Jednak od grudnia na lotnisku nie mogą lądować duże samoloty. Powód? Zły stan techniczny pasa startowego. Osoby, które wcześniej liczyły zyski, dziś ponoszą straty.

- Z uwagi na to, że nie ma przy czym pracować, zawieszamy działalność do czasu aż lotnisko ruszy. Pracownicy będą mieli kłopoty finansowe, ja i koledzy idziemy do domu aż lotnisko ruszy, szef mi pensji nie będzie płacił – mówi Sławomir Kazanowski, pracownik parkingu przy lotnisku w Modlinie.

Niedziałające w pełni lotnisko to koszmar dla większości lokalnych przedsiębiorców. Kiedy odwiedziliśmy restaurację pani Anety, nie było ani jednego gościa.

- Nastawiłam się na gości z lotniska, aspirowałam nawet, żeby wozić dania na lotnisko. Klienci oczekiwali na loty u nas w restauracji. To jest wstyd na całą Europe, że taka inwestycja okazała się fiaskiem – mówi Aneta Zalewska.

- Niestety, nie umiem podać terminu ponownego otwarcia lotniska, wszystko uzależnione jest od decyzji inspektora nadzoru budowlanego – mówi Edyta Mikołajczyk, doradca zarządu portu lotniczego Warszawa - Modlin.

Władze Nowego Dworu Mazowieckiego również nie wiedzą, kiedy na lotnisku w Modlinie będą mogły lądować duże samoloty. Wiceburmistrz mówi, że zna problemy, z jakimi muszą zmagać się przedsiębiorcy.

- Nie mogą być z tego powodu zadowoleni, zresztą my też nie jesteśmy. Myślę, że to jest jednak awaria, a awarie się prędzej czy później usuwa. Ci, którzy tracą miejsca pracy, te miejsca odzyskają, a ci, którzy prowadzą swoje biznesy, odrobią straty – uspokaja Jacek Gereluk, wiceburmistrz Nowego Dworu Mazowieckiego.

- Kiedy lotnisko działało normalnie, hotel funkcjonował bardzo dobrze, było prawie pełne obłożenie. Teraz nie ma ludzi – mówi Karolina Buraczyńska, recepcjonistka hotelu w Modlinie.
Na lotnisku zostały osoby odpowiedzialne za bezpieczeństwo i służby porządkowe. Nie działają kawiarnie, kioski czy wypożyczalnie samochodów.

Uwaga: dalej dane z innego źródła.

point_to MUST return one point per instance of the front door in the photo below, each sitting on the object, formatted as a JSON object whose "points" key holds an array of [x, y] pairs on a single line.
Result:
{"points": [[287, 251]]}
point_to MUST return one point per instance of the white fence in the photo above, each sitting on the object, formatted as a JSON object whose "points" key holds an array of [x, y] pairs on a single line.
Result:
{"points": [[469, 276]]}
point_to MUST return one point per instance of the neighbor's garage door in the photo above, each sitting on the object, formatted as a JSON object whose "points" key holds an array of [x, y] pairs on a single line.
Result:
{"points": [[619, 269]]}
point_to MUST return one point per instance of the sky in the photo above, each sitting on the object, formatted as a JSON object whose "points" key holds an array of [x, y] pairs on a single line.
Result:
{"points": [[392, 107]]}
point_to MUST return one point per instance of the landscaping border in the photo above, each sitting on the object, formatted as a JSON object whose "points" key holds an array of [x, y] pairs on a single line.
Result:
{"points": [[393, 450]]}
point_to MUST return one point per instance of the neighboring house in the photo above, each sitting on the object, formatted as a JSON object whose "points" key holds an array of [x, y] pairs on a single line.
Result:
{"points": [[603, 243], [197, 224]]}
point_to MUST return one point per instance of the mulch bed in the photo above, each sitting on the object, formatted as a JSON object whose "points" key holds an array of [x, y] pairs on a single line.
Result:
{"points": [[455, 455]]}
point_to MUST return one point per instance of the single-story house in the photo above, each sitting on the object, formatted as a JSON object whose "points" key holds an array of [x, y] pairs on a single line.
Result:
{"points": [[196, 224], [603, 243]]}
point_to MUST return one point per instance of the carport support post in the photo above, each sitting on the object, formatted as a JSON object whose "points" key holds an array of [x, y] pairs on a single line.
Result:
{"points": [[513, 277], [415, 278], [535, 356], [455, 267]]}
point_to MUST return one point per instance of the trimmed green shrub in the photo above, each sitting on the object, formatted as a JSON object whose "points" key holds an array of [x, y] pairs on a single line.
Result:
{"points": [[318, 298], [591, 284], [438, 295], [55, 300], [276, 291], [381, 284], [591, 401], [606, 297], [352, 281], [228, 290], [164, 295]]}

- Lokale zostały zamknięte, osoby, które tam pracowały, są w tej chwili na bezpłatnych urlopach. Dużo osób kupiło ziemie pod parkingi, nakłady jakie ponieśli, na pewno nie zwrócą się im w przeciągu 15 lat – opowiada Aneta Zalewska, która prowadzi restaurację w Modlinie.

- To dla nas dramatyczna sytuacja, rozumiem uczucia wszystkich osób, które wiązały z tym duże nadzieje. Chciałam powiedzieć, że dalej te nadzieje można wiązać, ponieważ jestem przekonana, że lotnisko ponownie rozpocznie działalność – mówi Edyta Mikołajczyk, doradca zarządu portu lotniczego Warszawa-Modlin.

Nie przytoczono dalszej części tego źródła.